As the OpenSearch project continues to evolve, it forges its own path by prioritizing features driven by the needs and feedback of its community and users. In this spirit of progress, we’ve highlighted the most significant improvements and advancements introduced in 2024.
Here is a list of the more significant features and advancements made in 2024 by the OpenSearch project:
1. Vector Database and Generative AI
Vector Search Performance
By providing multiple underlying engines for vector search, the C++ FAISS being one of them, OpenSearch is already well positioned to offer high performance vector search via both kNN and ANN. In 2024, there have been multiple optimizations to further enable speed ups in vector search in the engine. For example, via enabling concurrent segment search, better machine resources management, and enabling Lucene's SIMD optimizations.
Built-in Vector Quantization
As part of the performance and storage optimizations for vector search in OpenSearch, the kNN plugin supports various quantization techniques such as byte-vector and Faiss FP16 that are now built-in and running during indexing.
Neural Search
OpenSearch expanded its capabilities by integrating neural search, leveraging machine learning to provide more intelligent and context-aware search results.
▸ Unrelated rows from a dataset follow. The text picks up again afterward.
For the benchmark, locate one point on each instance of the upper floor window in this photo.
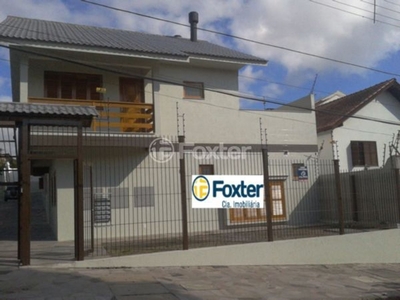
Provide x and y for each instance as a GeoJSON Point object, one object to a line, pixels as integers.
{"type": "Point", "coordinates": [193, 90]}
{"type": "Point", "coordinates": [71, 85]}
{"type": "Point", "coordinates": [364, 153]}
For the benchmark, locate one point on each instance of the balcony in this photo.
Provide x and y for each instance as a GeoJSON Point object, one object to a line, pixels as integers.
{"type": "Point", "coordinates": [116, 116]}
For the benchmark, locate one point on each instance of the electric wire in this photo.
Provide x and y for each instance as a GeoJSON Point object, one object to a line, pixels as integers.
{"type": "Point", "coordinates": [205, 89]}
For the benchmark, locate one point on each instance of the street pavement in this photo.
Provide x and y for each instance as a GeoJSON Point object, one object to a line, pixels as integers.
{"type": "Point", "coordinates": [377, 281]}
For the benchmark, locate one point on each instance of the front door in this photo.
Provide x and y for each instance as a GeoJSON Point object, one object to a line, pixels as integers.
{"type": "Point", "coordinates": [131, 90]}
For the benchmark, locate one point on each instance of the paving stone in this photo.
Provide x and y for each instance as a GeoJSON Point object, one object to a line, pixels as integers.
{"type": "Point", "coordinates": [138, 289]}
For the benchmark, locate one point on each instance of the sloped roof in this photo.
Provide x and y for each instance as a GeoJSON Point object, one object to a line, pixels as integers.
{"type": "Point", "coordinates": [10, 111]}
{"type": "Point", "coordinates": [24, 29]}
{"type": "Point", "coordinates": [334, 113]}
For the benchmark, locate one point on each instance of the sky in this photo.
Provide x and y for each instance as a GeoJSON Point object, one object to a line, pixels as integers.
{"type": "Point", "coordinates": [292, 35]}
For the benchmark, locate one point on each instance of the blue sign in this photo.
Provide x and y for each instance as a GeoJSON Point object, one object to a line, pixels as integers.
{"type": "Point", "coordinates": [302, 173]}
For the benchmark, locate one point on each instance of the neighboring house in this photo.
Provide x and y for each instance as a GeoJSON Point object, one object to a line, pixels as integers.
{"type": "Point", "coordinates": [142, 85]}
{"type": "Point", "coordinates": [346, 130]}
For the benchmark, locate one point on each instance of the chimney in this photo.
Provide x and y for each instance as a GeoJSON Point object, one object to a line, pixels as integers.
{"type": "Point", "coordinates": [193, 20]}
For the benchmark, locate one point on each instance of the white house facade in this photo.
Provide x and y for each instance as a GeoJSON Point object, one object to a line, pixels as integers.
{"type": "Point", "coordinates": [146, 87]}
{"type": "Point", "coordinates": [360, 129]}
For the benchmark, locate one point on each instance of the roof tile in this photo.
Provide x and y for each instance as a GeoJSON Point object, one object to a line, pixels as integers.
{"type": "Point", "coordinates": [17, 28]}
{"type": "Point", "coordinates": [334, 113]}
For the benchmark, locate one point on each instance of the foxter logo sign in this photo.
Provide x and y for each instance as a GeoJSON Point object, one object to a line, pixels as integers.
{"type": "Point", "coordinates": [229, 191]}
{"type": "Point", "coordinates": [200, 188]}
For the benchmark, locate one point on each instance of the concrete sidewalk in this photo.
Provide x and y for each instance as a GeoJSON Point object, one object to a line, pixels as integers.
{"type": "Point", "coordinates": [378, 281]}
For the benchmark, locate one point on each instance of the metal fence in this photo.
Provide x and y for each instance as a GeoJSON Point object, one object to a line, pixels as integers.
{"type": "Point", "coordinates": [136, 204]}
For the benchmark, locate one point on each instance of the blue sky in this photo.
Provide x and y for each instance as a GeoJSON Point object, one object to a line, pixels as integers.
{"type": "Point", "coordinates": [339, 30]}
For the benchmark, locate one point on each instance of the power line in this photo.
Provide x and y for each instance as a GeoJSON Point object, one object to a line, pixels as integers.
{"type": "Point", "coordinates": [394, 3]}
{"type": "Point", "coordinates": [354, 14]}
{"type": "Point", "coordinates": [246, 39]}
{"type": "Point", "coordinates": [383, 7]}
{"type": "Point", "coordinates": [206, 89]}
{"type": "Point", "coordinates": [366, 10]}
{"type": "Point", "coordinates": [283, 84]}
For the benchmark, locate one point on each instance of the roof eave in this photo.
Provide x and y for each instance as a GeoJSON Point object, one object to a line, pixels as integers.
{"type": "Point", "coordinates": [96, 50]}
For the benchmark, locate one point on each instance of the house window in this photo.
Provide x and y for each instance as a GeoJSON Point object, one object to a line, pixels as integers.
{"type": "Point", "coordinates": [71, 85]}
{"type": "Point", "coordinates": [364, 153]}
{"type": "Point", "coordinates": [295, 170]}
{"type": "Point", "coordinates": [193, 90]}
{"type": "Point", "coordinates": [206, 169]}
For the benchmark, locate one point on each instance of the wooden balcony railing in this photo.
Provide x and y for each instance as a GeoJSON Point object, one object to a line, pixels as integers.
{"type": "Point", "coordinates": [118, 116]}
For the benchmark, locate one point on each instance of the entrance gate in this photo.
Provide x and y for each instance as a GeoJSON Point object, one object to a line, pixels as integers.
{"type": "Point", "coordinates": [37, 138]}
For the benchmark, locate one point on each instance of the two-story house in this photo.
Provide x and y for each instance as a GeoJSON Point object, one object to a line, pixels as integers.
{"type": "Point", "coordinates": [147, 86]}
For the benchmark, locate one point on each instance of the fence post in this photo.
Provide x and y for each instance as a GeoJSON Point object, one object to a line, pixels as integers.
{"type": "Point", "coordinates": [268, 202]}
{"type": "Point", "coordinates": [182, 173]}
{"type": "Point", "coordinates": [397, 179]}
{"type": "Point", "coordinates": [339, 196]}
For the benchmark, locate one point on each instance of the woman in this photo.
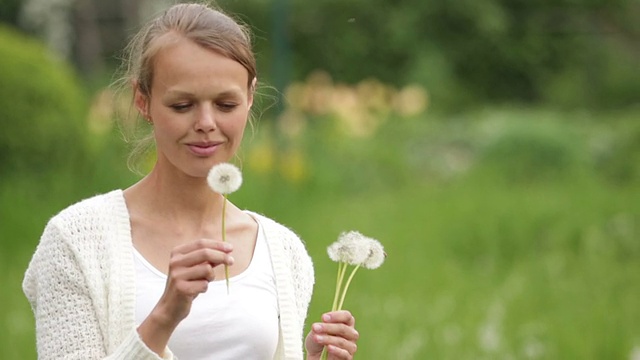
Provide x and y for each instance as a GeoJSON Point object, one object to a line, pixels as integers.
{"type": "Point", "coordinates": [139, 273]}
This advancement allows OpenSearch to handle complex queries by understanding intent and semantics rather than relying solely on keyword matching. This paves the way for more precise and nuanced search experiences. Read more about it here. Also interesting is the easy connectivity to 3rd party models via ML Connectors.
Hybrid Search
Hybrid search combines traditional text-based search with vector similarity search, offering a dual approach to retrieving data. This combination enhances the relevance of results by blending the strengths of exact keyword matching with approximate nearest neighbor (ANN) search, critical for AI-driven applications. OpenSearch offers a dedicated API for that end.
OpenSearch Assistant Toolkit
Aimed at simplifying user interaction with the platform, OpenSearch introduced the Assistant Toolkit. This toolkit helps users craft complex queries, generate visualizations, and gain insights without requiring deep technical expertise. The goal is to democratize access to OpenSearch’s powerful analytics capabilities by lowering the barrier to entry.
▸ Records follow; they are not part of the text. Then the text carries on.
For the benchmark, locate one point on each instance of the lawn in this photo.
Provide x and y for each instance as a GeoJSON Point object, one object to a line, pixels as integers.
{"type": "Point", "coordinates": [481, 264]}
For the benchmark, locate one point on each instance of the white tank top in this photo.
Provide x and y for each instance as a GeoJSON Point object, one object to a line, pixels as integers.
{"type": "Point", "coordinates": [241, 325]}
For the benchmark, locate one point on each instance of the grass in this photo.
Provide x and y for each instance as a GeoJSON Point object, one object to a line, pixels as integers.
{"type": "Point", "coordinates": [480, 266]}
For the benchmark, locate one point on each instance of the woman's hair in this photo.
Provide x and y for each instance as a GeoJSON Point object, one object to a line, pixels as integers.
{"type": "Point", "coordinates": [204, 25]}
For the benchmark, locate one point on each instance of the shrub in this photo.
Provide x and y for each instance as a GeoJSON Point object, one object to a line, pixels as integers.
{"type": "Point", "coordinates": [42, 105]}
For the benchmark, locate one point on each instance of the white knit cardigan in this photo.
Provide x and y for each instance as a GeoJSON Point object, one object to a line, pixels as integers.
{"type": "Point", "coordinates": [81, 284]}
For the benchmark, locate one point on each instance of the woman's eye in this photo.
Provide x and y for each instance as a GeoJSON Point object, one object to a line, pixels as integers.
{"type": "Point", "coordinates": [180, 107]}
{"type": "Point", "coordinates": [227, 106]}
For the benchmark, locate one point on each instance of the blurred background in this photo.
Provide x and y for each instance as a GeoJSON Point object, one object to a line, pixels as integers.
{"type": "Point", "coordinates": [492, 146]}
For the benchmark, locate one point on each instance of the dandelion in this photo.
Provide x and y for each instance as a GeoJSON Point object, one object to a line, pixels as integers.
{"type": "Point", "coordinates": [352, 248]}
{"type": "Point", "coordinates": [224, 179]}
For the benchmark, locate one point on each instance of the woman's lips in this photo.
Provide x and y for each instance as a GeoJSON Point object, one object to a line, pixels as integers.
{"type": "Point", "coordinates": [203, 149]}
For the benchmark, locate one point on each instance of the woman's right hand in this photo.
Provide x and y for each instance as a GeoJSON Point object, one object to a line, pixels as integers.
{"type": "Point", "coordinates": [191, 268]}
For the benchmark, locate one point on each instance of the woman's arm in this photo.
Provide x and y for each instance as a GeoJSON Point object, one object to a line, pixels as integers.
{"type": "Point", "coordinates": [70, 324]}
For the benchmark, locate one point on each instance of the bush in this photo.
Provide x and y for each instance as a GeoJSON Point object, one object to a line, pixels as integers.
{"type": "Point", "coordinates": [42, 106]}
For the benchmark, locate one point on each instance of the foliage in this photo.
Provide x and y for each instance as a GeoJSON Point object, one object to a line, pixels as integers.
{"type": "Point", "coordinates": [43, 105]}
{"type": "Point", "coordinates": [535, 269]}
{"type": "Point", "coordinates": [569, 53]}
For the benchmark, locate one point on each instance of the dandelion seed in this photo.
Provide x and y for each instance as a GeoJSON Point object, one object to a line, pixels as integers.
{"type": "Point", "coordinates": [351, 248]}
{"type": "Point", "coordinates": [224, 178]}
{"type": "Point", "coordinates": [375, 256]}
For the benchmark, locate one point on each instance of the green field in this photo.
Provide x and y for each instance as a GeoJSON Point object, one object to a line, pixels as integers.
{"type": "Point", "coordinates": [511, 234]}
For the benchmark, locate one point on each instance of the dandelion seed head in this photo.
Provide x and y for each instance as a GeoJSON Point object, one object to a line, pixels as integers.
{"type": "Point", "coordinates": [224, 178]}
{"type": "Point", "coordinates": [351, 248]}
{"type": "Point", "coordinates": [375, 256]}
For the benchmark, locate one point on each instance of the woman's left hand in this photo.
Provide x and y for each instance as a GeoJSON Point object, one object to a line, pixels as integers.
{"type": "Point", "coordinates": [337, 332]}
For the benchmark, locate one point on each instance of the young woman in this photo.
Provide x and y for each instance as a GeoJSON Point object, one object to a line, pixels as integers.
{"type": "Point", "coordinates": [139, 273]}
2. Search Performance Enhancements
Improved Query Latency
OpenSearch delivered notable improvements in query performance across the board. Some of the most popular query types, including term, range, and Boolean queries, now exhibit 15% to 98% faster response times (source). OpenSearch 2.17 is 6x faster than 1.3, and more performance improvements are planned for 2025 (source) These enhancements translate to a smoother and more responsive user experience, even at scale.
Rerank Processors
The addition of ByField
rerank processor and the improvements of the whole rerank API is yet another step at improving retrieval and relevance performance of OpenSearch, by performing a second-level rerank on search results based on a specified target field or an ML model. Read more about it here.
MatchOnlyText field
The OpenSearch Project introduced a new field type called match_only_text
in version 2.12. This new field type is designed for full-text search scenarios where scoring and positional information of terms within a document are not critical. If you’re working with large datasets in OpenSearch and looking to optimize storage and performance, then the match_only_text
field could be an interesting option to explore.
Query Insights
Query Insights is a new feature recently added by OpenSearch to help with identifying long running and costly queries, at scale, in real-time. By identifying those queries in time you should be able to optimize your system on the go by rewriting costly queries, optimizing hardware, or pulling the right levers of the cluster. Most notably, the Top N queries monitoring and query grouping features are at the heart of the new Query Insights feature.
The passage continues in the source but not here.